I had one several years ago that we put in the basement when the weather was bad who would sit behind the door and say "Helwoe?" until some one would open the door.

It really sounded like a child talking.

I want to know why mine think that the bread wrappers are going to eat them so they must be killed? They never really eat the bread just make a mess and shred the plastic wrapper.


----------



## Murron (Oct 17, 2007)

*donsgal* - Oh, my little Sarin-girl does this quite a bit! lol! And thinks no one can hear her little "conversation" if we can't see her. She'll tiptoe 'round the kitchen, chirruping and murping, like a little bell. It's not really meowing, so to speak, and I don't think she's asking for anything. But if we walk in on a "chat", she immediately starts meowing to us. Hmmm... Maybe a little embarassed, she is?


----------



## Guest (Feb 24, 2008)

This one cat I had named Angel did just about the funniest thing I ever knew a cat to do.

You know how children will sit in front of a fan and make noises to hear their voices "vibrate"? Angel would sit directly in front of the fan for long periods of time meowing into it over and over so she could hear her voice vibrate. It was hilarious!

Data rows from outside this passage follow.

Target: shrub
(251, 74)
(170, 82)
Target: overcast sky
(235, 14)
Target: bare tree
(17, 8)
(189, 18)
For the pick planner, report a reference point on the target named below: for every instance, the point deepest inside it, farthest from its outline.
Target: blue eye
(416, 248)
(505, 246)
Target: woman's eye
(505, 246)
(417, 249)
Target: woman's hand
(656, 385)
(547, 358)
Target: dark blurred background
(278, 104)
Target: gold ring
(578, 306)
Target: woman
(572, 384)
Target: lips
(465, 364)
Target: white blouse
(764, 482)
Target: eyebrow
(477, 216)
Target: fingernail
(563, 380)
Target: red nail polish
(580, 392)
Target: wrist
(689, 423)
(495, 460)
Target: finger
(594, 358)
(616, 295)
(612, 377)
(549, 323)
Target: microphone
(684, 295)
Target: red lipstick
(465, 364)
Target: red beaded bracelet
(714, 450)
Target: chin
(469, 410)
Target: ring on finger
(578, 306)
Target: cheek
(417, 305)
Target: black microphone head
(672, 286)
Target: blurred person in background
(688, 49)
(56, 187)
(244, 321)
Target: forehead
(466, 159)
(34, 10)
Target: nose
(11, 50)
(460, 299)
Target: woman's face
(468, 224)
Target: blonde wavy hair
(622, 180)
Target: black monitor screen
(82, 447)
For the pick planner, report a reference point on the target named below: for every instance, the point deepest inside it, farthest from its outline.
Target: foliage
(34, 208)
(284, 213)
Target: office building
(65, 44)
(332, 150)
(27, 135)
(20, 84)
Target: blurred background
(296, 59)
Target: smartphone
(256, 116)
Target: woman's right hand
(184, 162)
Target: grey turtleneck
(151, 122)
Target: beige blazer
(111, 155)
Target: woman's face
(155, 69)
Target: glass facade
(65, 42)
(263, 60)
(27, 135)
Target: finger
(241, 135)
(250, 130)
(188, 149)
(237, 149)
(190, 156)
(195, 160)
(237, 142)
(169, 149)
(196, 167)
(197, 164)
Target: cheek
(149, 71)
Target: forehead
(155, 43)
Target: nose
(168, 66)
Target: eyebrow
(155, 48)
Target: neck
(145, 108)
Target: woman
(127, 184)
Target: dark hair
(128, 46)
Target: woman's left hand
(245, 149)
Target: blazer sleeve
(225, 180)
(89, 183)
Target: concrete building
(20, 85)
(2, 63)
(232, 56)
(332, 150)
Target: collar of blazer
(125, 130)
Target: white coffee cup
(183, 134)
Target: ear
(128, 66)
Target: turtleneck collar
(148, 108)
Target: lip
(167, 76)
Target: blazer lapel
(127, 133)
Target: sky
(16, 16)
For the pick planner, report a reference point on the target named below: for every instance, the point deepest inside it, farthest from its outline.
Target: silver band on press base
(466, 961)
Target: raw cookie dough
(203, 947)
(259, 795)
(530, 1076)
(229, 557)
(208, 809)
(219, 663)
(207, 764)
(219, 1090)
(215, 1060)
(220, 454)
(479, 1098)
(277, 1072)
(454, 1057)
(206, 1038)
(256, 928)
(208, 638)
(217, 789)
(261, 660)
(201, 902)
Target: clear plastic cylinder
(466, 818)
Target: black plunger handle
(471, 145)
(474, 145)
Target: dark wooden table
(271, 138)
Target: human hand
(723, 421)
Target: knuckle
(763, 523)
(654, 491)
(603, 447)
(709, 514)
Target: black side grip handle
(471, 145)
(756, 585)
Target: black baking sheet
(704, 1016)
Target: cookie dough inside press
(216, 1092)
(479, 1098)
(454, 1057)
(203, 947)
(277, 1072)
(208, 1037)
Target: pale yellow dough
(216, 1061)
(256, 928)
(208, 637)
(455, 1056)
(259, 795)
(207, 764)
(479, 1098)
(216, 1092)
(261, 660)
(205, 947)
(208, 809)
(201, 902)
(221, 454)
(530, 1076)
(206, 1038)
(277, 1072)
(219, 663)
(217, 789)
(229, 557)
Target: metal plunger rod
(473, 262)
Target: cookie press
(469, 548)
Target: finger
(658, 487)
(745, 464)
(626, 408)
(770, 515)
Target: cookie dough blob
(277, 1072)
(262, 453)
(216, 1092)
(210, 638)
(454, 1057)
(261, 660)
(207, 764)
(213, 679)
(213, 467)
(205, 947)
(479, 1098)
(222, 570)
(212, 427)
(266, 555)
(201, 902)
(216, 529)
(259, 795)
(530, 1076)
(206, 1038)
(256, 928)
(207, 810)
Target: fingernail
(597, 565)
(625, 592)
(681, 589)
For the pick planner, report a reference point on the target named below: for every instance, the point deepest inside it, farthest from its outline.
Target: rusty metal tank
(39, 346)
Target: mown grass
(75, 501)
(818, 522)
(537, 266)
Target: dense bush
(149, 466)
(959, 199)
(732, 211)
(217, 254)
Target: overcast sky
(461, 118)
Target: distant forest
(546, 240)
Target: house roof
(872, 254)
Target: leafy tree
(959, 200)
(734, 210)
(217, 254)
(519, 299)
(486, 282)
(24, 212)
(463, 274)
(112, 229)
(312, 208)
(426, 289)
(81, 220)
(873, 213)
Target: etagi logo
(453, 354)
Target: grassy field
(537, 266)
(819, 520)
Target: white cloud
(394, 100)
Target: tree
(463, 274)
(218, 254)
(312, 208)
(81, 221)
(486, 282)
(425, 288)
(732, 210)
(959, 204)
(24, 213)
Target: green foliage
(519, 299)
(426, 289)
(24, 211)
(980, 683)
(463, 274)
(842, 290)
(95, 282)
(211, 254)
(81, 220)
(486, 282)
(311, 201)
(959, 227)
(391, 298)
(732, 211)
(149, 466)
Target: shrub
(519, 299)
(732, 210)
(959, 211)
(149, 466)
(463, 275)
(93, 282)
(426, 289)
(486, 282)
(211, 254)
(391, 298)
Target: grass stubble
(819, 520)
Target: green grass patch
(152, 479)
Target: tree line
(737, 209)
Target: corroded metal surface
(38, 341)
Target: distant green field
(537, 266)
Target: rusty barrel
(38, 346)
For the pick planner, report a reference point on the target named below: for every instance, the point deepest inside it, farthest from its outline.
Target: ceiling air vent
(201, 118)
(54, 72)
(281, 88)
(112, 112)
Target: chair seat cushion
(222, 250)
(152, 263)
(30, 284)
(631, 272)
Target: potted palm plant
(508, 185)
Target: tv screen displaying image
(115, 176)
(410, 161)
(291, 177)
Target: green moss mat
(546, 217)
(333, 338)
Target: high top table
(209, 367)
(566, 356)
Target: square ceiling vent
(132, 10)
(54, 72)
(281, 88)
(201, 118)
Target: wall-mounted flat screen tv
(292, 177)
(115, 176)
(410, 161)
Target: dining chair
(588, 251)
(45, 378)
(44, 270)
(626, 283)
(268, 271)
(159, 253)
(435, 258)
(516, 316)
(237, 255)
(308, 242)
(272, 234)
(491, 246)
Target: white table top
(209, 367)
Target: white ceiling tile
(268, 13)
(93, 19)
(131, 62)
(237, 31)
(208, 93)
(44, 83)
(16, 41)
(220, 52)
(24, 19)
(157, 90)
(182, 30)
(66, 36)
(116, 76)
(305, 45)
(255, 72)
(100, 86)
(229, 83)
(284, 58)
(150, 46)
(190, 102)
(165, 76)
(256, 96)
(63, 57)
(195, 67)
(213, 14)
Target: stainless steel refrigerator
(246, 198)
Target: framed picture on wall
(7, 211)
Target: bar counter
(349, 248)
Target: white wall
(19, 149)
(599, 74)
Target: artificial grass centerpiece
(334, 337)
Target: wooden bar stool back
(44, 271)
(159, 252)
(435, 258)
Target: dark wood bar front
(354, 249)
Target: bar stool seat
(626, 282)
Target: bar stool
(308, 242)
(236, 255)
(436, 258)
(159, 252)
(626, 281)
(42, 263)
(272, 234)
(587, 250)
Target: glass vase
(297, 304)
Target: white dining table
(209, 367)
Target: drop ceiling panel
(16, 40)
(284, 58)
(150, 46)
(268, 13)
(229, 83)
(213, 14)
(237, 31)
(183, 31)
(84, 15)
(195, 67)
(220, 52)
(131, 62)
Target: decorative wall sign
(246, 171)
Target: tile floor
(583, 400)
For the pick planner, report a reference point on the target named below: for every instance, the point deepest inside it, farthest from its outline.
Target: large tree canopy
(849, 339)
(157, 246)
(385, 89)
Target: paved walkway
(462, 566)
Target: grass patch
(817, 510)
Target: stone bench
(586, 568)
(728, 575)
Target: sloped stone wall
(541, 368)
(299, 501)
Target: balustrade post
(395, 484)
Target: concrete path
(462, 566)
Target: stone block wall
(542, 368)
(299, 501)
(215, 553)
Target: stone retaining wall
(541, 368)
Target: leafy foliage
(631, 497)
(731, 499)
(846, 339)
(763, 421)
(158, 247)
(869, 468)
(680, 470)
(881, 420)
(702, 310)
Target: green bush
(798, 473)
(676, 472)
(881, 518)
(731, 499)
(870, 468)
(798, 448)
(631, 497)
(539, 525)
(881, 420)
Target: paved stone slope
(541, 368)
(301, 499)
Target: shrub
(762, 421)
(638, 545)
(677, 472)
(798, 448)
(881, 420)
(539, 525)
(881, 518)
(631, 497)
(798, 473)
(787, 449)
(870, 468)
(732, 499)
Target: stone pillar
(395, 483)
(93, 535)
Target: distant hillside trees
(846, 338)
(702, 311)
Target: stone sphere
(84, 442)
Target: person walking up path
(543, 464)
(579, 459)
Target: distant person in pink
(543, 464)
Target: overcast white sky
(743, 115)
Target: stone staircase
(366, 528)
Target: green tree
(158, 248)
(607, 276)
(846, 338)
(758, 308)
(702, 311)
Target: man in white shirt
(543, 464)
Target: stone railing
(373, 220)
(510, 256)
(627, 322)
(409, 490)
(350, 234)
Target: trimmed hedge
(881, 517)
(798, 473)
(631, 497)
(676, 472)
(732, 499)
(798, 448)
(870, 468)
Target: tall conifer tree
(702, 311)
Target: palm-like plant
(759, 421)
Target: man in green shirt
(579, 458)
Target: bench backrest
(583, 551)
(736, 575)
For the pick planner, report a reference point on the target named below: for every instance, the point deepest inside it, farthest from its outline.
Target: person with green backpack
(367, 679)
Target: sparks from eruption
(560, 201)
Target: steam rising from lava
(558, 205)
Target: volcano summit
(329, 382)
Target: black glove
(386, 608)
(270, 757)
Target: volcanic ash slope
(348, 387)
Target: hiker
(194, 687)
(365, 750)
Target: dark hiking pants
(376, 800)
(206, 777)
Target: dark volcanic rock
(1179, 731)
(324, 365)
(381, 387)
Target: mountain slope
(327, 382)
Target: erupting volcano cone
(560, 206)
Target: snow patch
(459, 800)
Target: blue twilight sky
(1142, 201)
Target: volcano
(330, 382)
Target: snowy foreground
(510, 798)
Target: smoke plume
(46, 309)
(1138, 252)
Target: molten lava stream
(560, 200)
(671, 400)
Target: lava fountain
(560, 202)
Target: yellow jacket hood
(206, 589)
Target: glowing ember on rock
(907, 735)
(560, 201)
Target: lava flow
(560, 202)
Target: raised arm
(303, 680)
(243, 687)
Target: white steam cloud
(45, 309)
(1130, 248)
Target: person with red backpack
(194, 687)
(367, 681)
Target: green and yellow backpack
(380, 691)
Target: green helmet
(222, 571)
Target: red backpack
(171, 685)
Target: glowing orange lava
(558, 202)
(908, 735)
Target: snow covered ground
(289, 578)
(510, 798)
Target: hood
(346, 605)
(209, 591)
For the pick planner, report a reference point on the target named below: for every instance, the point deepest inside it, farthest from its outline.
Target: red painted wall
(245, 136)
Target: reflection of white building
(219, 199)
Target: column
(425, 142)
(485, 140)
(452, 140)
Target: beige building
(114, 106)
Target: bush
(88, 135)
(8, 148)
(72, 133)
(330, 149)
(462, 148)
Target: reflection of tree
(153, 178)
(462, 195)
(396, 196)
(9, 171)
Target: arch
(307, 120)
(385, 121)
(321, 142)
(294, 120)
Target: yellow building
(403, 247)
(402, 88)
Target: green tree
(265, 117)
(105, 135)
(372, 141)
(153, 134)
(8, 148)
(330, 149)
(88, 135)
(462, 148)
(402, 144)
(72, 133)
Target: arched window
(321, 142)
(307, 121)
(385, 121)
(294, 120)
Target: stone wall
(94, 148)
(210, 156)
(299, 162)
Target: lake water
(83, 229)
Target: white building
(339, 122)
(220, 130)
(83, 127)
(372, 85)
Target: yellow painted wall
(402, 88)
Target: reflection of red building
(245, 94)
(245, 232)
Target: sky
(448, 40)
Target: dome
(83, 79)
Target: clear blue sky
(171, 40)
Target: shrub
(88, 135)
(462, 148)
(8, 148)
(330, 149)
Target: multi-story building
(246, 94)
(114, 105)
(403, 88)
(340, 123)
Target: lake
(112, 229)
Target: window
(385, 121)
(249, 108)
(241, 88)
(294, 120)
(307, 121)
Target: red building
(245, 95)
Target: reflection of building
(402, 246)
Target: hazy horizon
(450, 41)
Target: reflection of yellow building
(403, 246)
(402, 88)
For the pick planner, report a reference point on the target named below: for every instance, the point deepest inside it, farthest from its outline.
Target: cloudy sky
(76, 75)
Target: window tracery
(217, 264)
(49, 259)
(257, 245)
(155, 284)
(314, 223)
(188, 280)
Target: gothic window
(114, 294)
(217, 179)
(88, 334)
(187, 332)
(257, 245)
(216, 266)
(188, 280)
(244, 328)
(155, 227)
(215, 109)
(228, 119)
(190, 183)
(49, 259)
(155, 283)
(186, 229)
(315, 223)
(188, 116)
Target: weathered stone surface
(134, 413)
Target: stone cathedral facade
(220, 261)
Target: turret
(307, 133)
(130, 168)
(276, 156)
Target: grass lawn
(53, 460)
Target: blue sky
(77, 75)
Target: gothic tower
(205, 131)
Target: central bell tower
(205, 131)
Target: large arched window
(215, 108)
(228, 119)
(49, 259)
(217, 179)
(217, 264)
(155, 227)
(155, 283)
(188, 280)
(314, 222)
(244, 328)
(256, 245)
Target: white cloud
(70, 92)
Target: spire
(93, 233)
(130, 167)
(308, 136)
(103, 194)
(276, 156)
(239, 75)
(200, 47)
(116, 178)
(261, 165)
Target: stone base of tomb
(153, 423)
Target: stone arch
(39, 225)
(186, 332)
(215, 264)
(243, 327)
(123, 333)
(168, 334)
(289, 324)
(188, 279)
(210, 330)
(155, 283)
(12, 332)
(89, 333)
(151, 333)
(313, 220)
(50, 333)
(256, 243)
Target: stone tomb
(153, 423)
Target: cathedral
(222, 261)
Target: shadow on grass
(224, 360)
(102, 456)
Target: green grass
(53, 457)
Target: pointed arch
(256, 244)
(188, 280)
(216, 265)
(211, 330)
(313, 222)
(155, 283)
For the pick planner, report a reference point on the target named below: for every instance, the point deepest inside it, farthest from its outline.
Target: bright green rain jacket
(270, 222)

But yes, I've had a few cats talk to themselves regularly, and most all cats talk to their people.


----------



## Vera (Aug 22, 2003)

Heh. My old grump Danielle talks to herself (dramatic reenactments of something Shakespeare, I think, by the sound and length of it), and she'll occasionally talk to me when she wants something. Jasper, the tweenage Siamese mix, talks to me and to Ira the dog, imparting important news of some kind or other (which matter to nobody except him), but not to the other cats. My darling Josephine never talks to the other cats or to Ira or to herself, and rarely to me. She's starting to beg to be picked up and smooched now and then though, with that tiny little pitiful-sounding voice of hers. You know the kind I mean - "Mama, I'm drowing here on the floor and will perish unless you pick me up and smooch me immediately. Please, oh please, won't you save me?" (Yeah, I'm spoiling her, but she's pretty good about it.)

A few years ago, I had a Siamese mix that went by "Lena, my story-teller". She was pretty incessant about telling endless stories (whether somebody listened or not) and I loved it


----------



## Songbird (Apr 2, 2006)

I have a cat that is half seal point siamese and she is very talkative with herself and everyone around her! I love listening to her and she really does think she is a 'princess'!


----------



## momanto (Jan 14, 2005)

Dont Have Any Indoor Cats Now, But Once When I Was Moving I Was Gone For A Week. My Dd Took Care Of Feeding My Annie. When I Got Back Annie Walked The House W/me. She Cussed Me In Every Room Of The House.

Last Month Heard A Stray Male Outside Trying To Convince A Local Female To Have A Midnite Wedding. He Kept Saying....."mmommmee, Mommee, Mom Eee, Until I Opened The Door And Ran Them Off.


----------